A sample of photos by Matika Wilbur, via Project 562.
If you’re fortunate enough to have today off for Indigenous People’s Day, I’ve got a suggestion for the best place to spend it: The Heard Museum in Phoenix, which has a series of events to commemorate the day.
Here is a list of the events, which begin at 12:30 p.m.
You may have heard that the Phoenix City Council voted that the city would celebrate Indigenous People’s Day. That makes it the largest U.S. city to celebrate the annual event.
As the news story reported:
The proposal to create Indigenous Peoples’ Day in Phoenix emerged in May, when residents Jeff Malkoon and Carlos Bravo submitted to the city an application for a historical commemoration.
“The city of Phoenix is built on what was the Hohokam civilization,” Malkoon told council members. “We just think this is a significant statement for a city like Phoenix, being such a center point in the Southwest.”
And this is part of a growing national trend, as CNN reports.
In what was a great preview of Monday’s Heard events, audience members at the Heard Sunday afternoon heard from two artists and two lawyers on the intersection of art, Indian identity and law. (I wrote about the event here.)
That gathering included insights from artists Matika Wilbur and Gregg Deal.
Deal’s film “The Last American Indian on Earth” was screened. It shows, in surprising and occasionally humorous ways, the complicated relationship mainstream American society has with Native culture.
Wearing a faux historic Indian costume (manufactured in China, for good measure), Deal strode about Washington DC. The reactions he got were troubling and laden with meaning.
As Deal says in the voiceover, “When you let the cameras roll, Americans, they don’t disappoint.”
As one hand-written sign he holds tells passersby, “My spirit animal is white guilt.”
L to R at the Heard Museum panel on Indian identity, art, and law, Oct. 9, 2016: Matika Wilbur, Kevin Gover, Gregg Deal, Brett Shelton.
Matika Wilbur then spoke, presenting her itinerant photo experience with Project 562, which aims to photograph citizens of each federally recognized tribe in the United States (there are now 566).
As she describes on her site:
“Most of the time, I’ve been invited to geographically remote reservations to take portraits and hear stories from a myriad of tribes, while at other times I’ve photographed members of the 70 percent of Native Americans living in urban settings. My hope is that when the project is complete, it will serve to educate the nation and shift the collective consciousness toward recognizing our own indigenous communities.”

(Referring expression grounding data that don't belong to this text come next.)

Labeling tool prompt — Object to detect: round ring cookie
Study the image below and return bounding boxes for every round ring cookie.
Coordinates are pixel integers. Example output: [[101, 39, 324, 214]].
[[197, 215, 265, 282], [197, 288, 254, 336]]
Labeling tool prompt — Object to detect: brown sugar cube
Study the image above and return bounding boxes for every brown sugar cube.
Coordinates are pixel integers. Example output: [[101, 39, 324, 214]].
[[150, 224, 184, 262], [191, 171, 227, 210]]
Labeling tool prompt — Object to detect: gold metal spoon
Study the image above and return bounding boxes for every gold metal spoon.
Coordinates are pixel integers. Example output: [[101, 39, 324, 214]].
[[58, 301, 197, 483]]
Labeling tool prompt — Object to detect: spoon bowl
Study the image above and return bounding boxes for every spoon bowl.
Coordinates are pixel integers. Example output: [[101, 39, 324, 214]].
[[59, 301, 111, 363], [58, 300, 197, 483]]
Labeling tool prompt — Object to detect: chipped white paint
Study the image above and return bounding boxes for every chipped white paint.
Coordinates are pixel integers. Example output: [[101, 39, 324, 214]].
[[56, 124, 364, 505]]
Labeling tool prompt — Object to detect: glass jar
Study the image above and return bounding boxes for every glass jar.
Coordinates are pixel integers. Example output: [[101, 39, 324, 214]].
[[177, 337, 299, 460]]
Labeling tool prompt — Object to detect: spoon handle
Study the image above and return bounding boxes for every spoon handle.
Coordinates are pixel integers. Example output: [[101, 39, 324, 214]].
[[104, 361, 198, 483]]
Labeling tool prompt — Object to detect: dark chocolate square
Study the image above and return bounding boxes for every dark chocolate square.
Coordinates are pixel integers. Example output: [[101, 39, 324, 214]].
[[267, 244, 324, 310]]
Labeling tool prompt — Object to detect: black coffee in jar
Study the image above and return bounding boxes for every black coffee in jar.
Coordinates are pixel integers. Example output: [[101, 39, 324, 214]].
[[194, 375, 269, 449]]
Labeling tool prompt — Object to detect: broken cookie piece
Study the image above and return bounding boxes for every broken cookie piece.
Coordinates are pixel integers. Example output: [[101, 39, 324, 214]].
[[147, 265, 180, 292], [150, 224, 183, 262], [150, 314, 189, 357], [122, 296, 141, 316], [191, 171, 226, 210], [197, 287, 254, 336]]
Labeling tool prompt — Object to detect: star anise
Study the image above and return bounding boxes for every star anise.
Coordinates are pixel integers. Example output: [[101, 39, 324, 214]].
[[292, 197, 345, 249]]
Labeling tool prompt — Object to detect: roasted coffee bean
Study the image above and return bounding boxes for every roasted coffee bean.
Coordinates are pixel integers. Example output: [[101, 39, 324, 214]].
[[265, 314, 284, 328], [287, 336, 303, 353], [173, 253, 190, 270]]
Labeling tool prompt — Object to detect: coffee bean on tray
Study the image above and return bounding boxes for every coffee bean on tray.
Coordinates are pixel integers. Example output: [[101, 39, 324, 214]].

A longtime educator from Seattle, Wilbur asked, “When are we going to stop asking our children to choose between cultural education and Western education?”
Wilbur also spoke about how Indian identity is “inextricably connected to the land.” Discussing the sensation known as solastalgia—separation from home—she wondered how the Cocopah, for instance, known as the people of the blue-green water, could be Cocopah if access to that water is denied or destroyed.
In the subsequent panel discussion, attorney Kevin Gover addressed that issue and the way violations have been visited on Native peoples by the American legal system. For example, in Fletcher v. Peck (1810), the U.S. Supreme Court determined that Indian title to land was not true title, as Indians were itinerant hunters and had never been farmers—an absolute misstatement of the facts. But it was decisions like that which provided the veneer of law to unjust decisions.
In fact, Gover pointed out, the most famous Native-land-title cases were collusive ones, manufactured conflicts presented by land speculators to prod a desired outcome from a compliant Court. To America’s enduring shame, the Court proved a willing co-conspirator in the effort.
The American legal system, Gover said, “played a huge role in the removal and dispossession of Native peoples.”
Through their art, Matika Wilbur and Gregg Deal explore America’s complicated relationship with Native peoples. As a teacher, Wilbur reminded the audience that these mainstream viewpoints are learned ones, and that the dominant Western view of Indians helps shield society from honest appraisals.
To illustrate that, she showed search results in Google images from searches for the simple terms “African American,” “Asian American,” “Hispanic American,” and, finally, “Native American.”
Among all of those searches, the Native American search was the only one that yielded an almost uniform view of Indians as historic beings—and actually as faux historic beings. Nearly every image reconfirms the popular image of Indians as conceptualized 150 years ago.
Google image search results for “Native American,” Oct. 9, 2016.
Where are the modern Indians who live among us, Wilbur asked.
They are all about us, Wilbur and Deal said. If people are willing to see.
Again, here are today’s Heard Museum events.
Google image search results for “Asian American,” Oct. 9, 2016.
Google image search results for “African American,” Oct. 9, 2016.
Google image search results for “Hispanic American,” Oct. 9, 2016.